The 2019 AHA/ACC/HRS guideline recommends that it might be reasonable to prescribe warfarin (international normalized ratio, 2.0-3.0) or apixaban for oral anticoagulation to patients with AF who have a CHA
2DS
2-VASc score of 2 or greater in men or 3 or greater in women and those who have end-stage chronic kidney disease (CKD; creatinine clearance of <15 mL/min) or are on dialysis (Class of Recommendation IIb, Level of Evidence B-NR) [
8]. In a large United States claims database analysis evaluating patients with AF and stage 4 or 5 CKD or undergoing hemolysis, rivaroxaban was associated with less major bleeding compared with warfarin in patients with severe kidney dysfunction (HR, 0.68; 95% CI, 0.47-0.99) [
20]. In 2018, Siontis et al. [
21] published a study comparing apixaban to warfarin among patients with nonvalvular AF undergoing hemodialysis. No difference in the hazard of stroke or systemic embolism was revealed; however, apixaban was associated with a significantly lower risk of major bleeding (HR, 0.72; 95% CI, 0.59-0.84; p < 0.001). Non-vitamin K oral anticoagulant, so-called NOAC, could possibly replace warfarin to lower the risk of bleeding.

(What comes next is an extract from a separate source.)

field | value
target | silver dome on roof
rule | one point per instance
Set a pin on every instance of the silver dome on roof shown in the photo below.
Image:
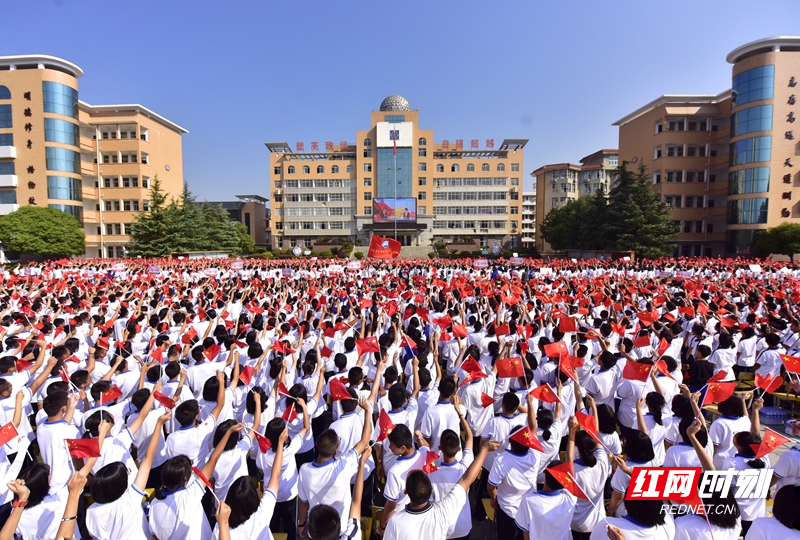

This study had some limitations. The percentage of AF patients in our cohort was only 3.3%. Under-diagnosis, missed diagnoses, and code input errors may have contributed to this low prevalence. In addition, all the diagnoses were based on ICD-10 codes, which do not differentiate between different types of AF (valvular vs. nonvalvular disease, chronic vs. paroxysmal, and fibrillation vs. flutter). Because the purpose of adequacy assessment is to qualify dialysis facilities themselves and acquire certification, there is some possibility of selection bias in favor of, for example, outpatients only or excluding patients with severe conditions. Furthermore, not all of the dialysis facilities in Korea were involved in the evaluation. As the national assessment for dialysis adequacy was undertaken from October to December 2013, its data collection period was three months which might reflect patient characteristics less well than one full year. Thus, the results should be interpreted with caution. The HAS-BLED score, which evaluates major bleeding risk among anticoagulation patients, was not collected or adjusted. Likewise, prescription of antiplatelet agents was not investigated. Since this study investigated the prescriptions of warfarin, the actual dose and adherence may differ among patients. Due to the limitations of detailed investigation in a retrospective study, it was difficult to clarify the successive relationship between warfarin and stroke.
Nevertheless, the strength of this study is that, as HIRA is a national system, our study included a large pool of subjects (a total of 21,839 patients). Furthermore, the follow-up duration was longer than in other previous studies. Additionally, as this study targeted only Korean patients, we generated novel data for this particular ethnic group, which can be compared with other groups.
In conclusion, our analysis showed that AF could be an independent risk factor for adverse clinical outcomes among HD patients. However, warfarin administration did not decrease the incidence of ischemic stroke, mortality, or hospitalization but was associated with an increased risk of hemorrhagic stroke among HD patients. Our study suggests that physicians should specifically assess for AF, and they should be more cautious with AF patients when they consider prescribing warfarin.